Forget the Resolutions

What I’m Doing Instead of Resolutions

“Sit down at the table. I have an assignment for you,” I told my two daughters. It was December 30, 1991. My daughters were ten and eight years old.

My son David was only three, so he was not yet old enough to be part of this assignment. My son Nick was not even a twinkle in my eye yet, as he wouldn’t show up for another couple of years.

“You need to write down your goals for next year,” I said.

Julia protested, “We don’t need goals.” Her mother jumped in and agreed. Lisa remained quiet, hoping, I’m sure, her sister’s and mother’s protests would have the right effect. But I pressed on. It was time for these girls to learn how to set goals. After all, it is proven. People who commit their goals to writing actually accomplish them. I wanted my daughters to be successful, accomplished, and fulfilled.

“Yes, you do. Now sit down,” I said as I placed a sheet of paper and a pencil in front of them. I still remember the looks on their faces. They were not happy, but they were compliant. They must have decided to just get this over with. Dad was clearly in dad mode, and mom seemed to have given up the battle.

“What do you want us to write down?” Julia, the oldest, asked.

“Write down what you want to accomplish next year,” I said.

“How do I know what I want to accomplish? I’m ten years old,” Julia wisely objected.

“Think about it. Think about what next year will be like. In two weeks you will be eleven years old. What will that be like? Who do you want to become? What friends will you make as you enter middle school? What about grades? Do you want to join any clubs or participate in sports? You can’t just go through life doing whatever comes up. You need to have goals. You must want to accomplish something. If you write these goals down, I promise you, you will accomplish them. If you don’t write them down, you’ll wander aimlessly through the year,” I explained.

Kathy couldn’t take it anymore. “Get up and go play,” she told them. And off they went. To go play aimlessly, I suppose.

To this day, Julia still reminds me of this encounter. Years ago, when we were together at family functions and goals would be mentioned, Julia would jump in with this story. I would defend my actions. In the last decade I have changed. I better understand how special it is to be a child, and Julia was right.

I was a nutcase.

All I can say is, it is tough learning to be a father. And these learning years are even tougher on the kids. Childhood is special and should be protected.

I never did return to this “forced goals” practice for my kids. But I did practice it myself. I wrote a lot of goals over the years. When I come across them while digging through old notebooks, I laugh.

The same goals kept showing up year after year.

They always had to do with my desire to lose weight, work out, be successful, make money, take on responsibility, have more free time, be a better husband and father, read more, pray more, and do a better job with time management. And the lists went on and on.
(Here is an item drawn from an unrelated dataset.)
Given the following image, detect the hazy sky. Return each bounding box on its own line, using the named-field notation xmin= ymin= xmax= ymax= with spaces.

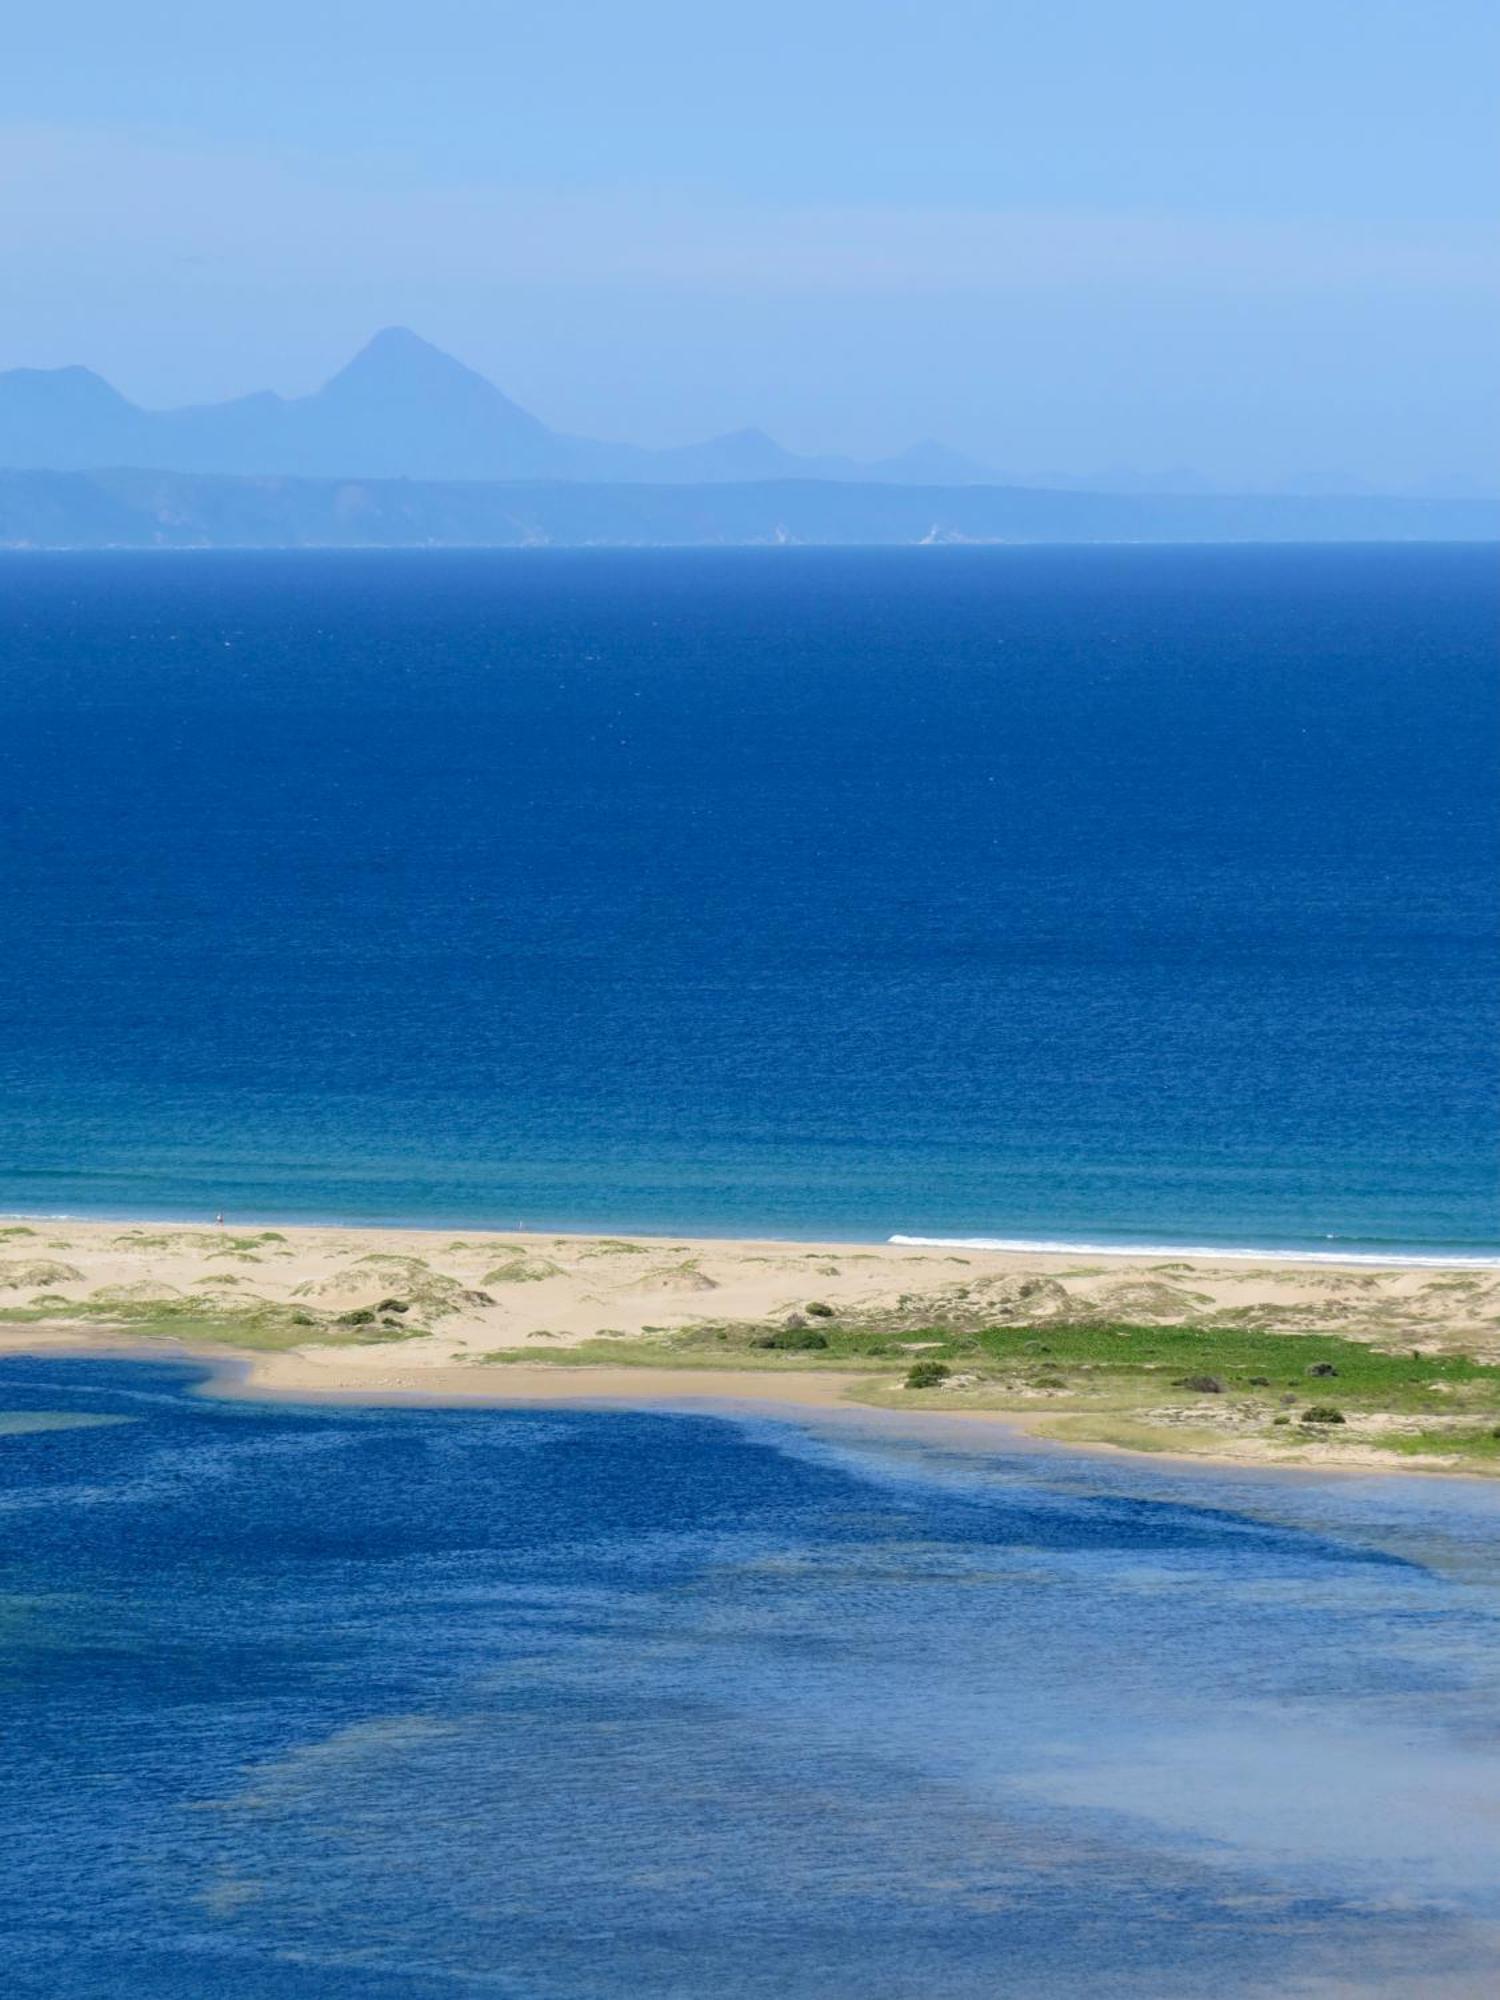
xmin=3 ymin=1 xmax=1496 ymax=490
As I look back, all this goal setting created a lot of stress in my life. The premise for goal setting is, “You are not good enough. You can be even better. Think bigger. You’ll be more fulfilled if you accomplish even more.”

This is a never-ending treadmill.

In fact, the treadmill tends to speed up. I could never go fast enough or far enough when compared to the guy who was going faster and farther. I’m so glad Kathy stepped in and let the girls go play that day.

So here’s what I’m doing this year.

I’m thinking, “Who is it that God wants me to be?” And the very best answer is “Who I am already.” So this begs the question, “Who are you?”

This got me thinking in terms of interests. What is it that I like to do? What gives me joy?

I started writing down everything I like to do.

Some things were just enjoyable, while others actually brought fulfillment. When I looked over the list, a theme began to emerge. It became clear each of these activities could be categorized into one of three of my life’s daily activities. At least the activities I enjoy doing.

This year I am going to take Kathy’s advice: “Get up and go play.” This is what she does, and she loves her life. She knows she is the woman God wants her to be because she knows who she is. Most importantly, she likes who she is. She is one with God.

My 2019 theme is to write, teach, and love.

God made me to do this. It really does come easily to me and provides great joy and fulfillment. Ideas, sharing, and relationships are another way to describe it.

Happy New Year! I wish you peace with God which will give you peace with yourself and everyone around you. May God bless you in 2019.

Please note: I reserve the right to delete comments that are offensive or off-topic.

5 thoughts on “Forget the Resolutions

  1. Charlie, Yes visioning your life as you want it to be is so much more important than goals.. My wish for you in 2019 is to go in PEACE, live in JOY and be HEALTHY.


  2. That’s good, Charlie. Be who God made you to be. And do what he made you to do. And be at peace – you can’t fail. It’s a perspective I need to apply to my life.

  3. Happy New Year Charlie! I’m glad I discovered your blog in 2018. I enjoy your perspective on business and on life, especially your self effacing view of Charlie. And I get a kick out of Kathy. She seems like quite a gal! We can all do well by taking her advice, “Get up and go play.” I think I’ll do just that!
    God bless you and yours, Charlie and thanks for sharing!